Always Fresh and Natural

La Huerta faced a dilemma: should the Mexican frozen vegetable producer continue to store its finished products at the local refrigerated warehouse or build its own facility?


At La Huerta, which means "the farm" in Spanish, organically grown vegetables were blanched, packaged, frozen and palletized at the production plants. The goods were then trucked to a public refrigerated warehouse about three miles away for storage. The rental costs were astronomical.

"We were paying $100,000 per month for 9,000 pallet positions," says Felipe Arteaga, the commercial director of La Huerta, which is located in Aguascalientes, Mexico, a small town about 350 miles northwest of Mexico City. "We thought we could save money if we had our own freezer."

At first, Arteaga considered building a manual facility, using lift trucks and standard racking to move and store the pallets, and sketched out a design for a new building. Then he met with Beat Strub, general manager of SSI Schaefer's Mexican subsidiary. SSI Schaefer, headquartered in Germany, is a supplier of racking and complex logistics systems.

Strub tried to convince Arteaga that a highbay automated facility would make more sense economically. "When we looked at La Huerta's throughput, picking and storage data, we were convinced that automation would work well and costeffectively for this operation," says Strub.

After analyzing the data and doing some preliminary design work, Arteaga visited a site of one of Schaefer's customers that runs a large freezer facility in Brazil. After seeing the operation first hand, Arteaga agreed with Strub, and decided to build the first racksupported automated freezer warehouse in Mexico.

This was quite a huge leap for La Huerta, which was founded by Arteaga's father, José Arteaga, in 1956. José started out growing broccoli on a small plot of land, but by 1975 was exporting frozen vegetables to the United States and Canada.

Today, José Arteaga's four sons, along with a few of his grandchildren, are involved in the family business. The company produces 80 million pounds of vegetables each year, including broccoli, cauliflower, spinach, peas, carrots and corn.

About 90 percent of La Huerta's exports go to the United States and Canada, where the company has had great success. The rest go to Japan.

La Huerta offers 22 products that sell under the Little Farms and Nutri Verde labels at several U.S. grocery chains. It also supplies frozen vegetables to WalMart for its private label lines. Other customers include Stouffer's and Gerber, which is using La Huerta's spinach for its baby food products. Recently, the company began producing a line for Costco under the Normandy brand, which is sold in fourpound bulk bags. Getting the Costco business was a big win for La Huerta. "We competed with 17 other plants for that account-six from Mexico, one from Europe and 10 from the U.S.," says Arteaga. "We're now exporting 18 million pounds to Costco each year."

La Huerta built its first production plant in 1975 and, with demand growing, added a second production line in 1989. When NAFTA (the North American Free Trade Agreement) took effect in 1994, La Huerta was one of the first Mexican farms that took advantage of the opportunities that lay across the border.

Mexico is now the largest supplier of imported fresh and frozen vegetables to the United States.

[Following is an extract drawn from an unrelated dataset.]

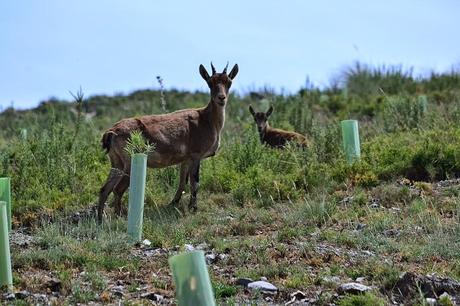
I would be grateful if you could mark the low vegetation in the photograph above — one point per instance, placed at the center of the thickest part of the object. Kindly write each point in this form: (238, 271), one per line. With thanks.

Mexican farm exports have nearly doubled from $2.7 billion in 1993 to $7.4 billion in 2001, according to the U.S. Department of Agri­culture, ac­count­ing for more than 70 percent of frozen vegetable imports.

La Huerta also has a thriving domestic business, capturing a high percentage of the Mexican frozen vegetable market. The company has expanded its product mix to include other types of frozen goods, such as dinners, veggie burgers and onion rings, but frozen vegetables-especially broccoli-remain the mainstay of its business. Broccoli and cauliflower are among the most labor intensive of all vegetables to freeze, but La Huerta, with almost 50 years of experience, has mastered the art of processing.